We get a little break from uber-baka Ageha this week, but the romantic hijinks aren’t totally on hiatus. That’s because Tsubasa has decided to invite Mamiya Sakura back to their old school to dig up the “power stone” he buried there as a kid. He sees this as a shared memory Rinne is excluded from, and though he won’t quite admit it’s a date he does crow “Time to get closer to Mamiya-san at our special place!” out loud – which struck me as quite hilarious just before the two guys in the background muttered “You said that out loud, you know.”
It turns out the haunted cedar is a whole lot colder than Mamiya Sakura remembered it, and that seems due to the presence on an evil spirit in the form of a little boy. Mamiya Sakura recognizes him as Youta-kun – an old classmate who was a whiz with his yo-yo (though not as big as she was), and a naughty scamp who nevertheless had a good heart.

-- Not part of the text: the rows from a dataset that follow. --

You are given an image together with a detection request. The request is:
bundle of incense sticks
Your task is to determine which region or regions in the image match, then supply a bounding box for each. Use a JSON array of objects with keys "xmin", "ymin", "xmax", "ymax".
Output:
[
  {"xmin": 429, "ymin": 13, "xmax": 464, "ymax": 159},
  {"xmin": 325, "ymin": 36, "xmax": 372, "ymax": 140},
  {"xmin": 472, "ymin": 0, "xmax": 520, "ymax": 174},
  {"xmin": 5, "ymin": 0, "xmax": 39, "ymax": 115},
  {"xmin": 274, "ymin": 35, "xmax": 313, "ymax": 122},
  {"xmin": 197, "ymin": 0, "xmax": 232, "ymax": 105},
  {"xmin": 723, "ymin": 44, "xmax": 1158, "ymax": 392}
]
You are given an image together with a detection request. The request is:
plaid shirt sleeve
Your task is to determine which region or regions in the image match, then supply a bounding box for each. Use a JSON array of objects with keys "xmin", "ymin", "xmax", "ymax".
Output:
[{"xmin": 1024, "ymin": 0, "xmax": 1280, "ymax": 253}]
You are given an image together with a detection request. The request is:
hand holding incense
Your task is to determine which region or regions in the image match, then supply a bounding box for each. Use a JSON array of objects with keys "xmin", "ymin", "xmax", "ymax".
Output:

You know certain things are going to happen here – Tsubasa will overreact, Rinne will show up in the nick of time, Mamiya Sakura will stare. As is so often the case it’s Rinne who saves the day – he figures out that Youta is actually being possessed by another evil spirit and manages to split them apart with “Separation Incense” – a bargain at ¥20 a can. But when Tsubasa needs some to try and separate his power stone from the real evil spirit, Rokumon charges him ¥200.
We haven’t seen the last of that power stone, it seems – though we have of Youta-kun. Turns out he was stuck in this plane because he was worried that he was never able to give Mamiya Sakura back the yo-yo he swiped and his under the tree, and he’d spent the last five years or so confused because Tsubasa made a marking on the other side of the trunk to mark where he’d hidden his power stone. The last few moments of the ep are actually rather sad, though Rokumon provides a couple of comic highlights with his digging skills, and his reaction to getting that ¥200 from Tsubasa…
landofthekwt
July 23, 2015 at 1:08 pmI was impressed with Sakura 's compassion.She was really the person who solved this case. Even Rinne reluctantly thanked ehr at the end
Nadavu
July 24, 2015 at 6:33 pmThere was a discussion on running gags in Bakuman once (when they were doing that terrible gag manga). The conclusion was something like "it only gets funny if you do it often enough for long enough". I never felt this to be truer than in the case of Kyoukai no Rinne.
This show is basically one big running gag dividable to several smaller running gags. The one that got me this week was the narrator warning the viewers from different hazardous activities, and finishing every warning with "Zettai!"
Also, having Mamiya Sakura and Tsubasa kun narrating events step by step ("it ate it. it's choking. it puked") was unexpectedly hilarious.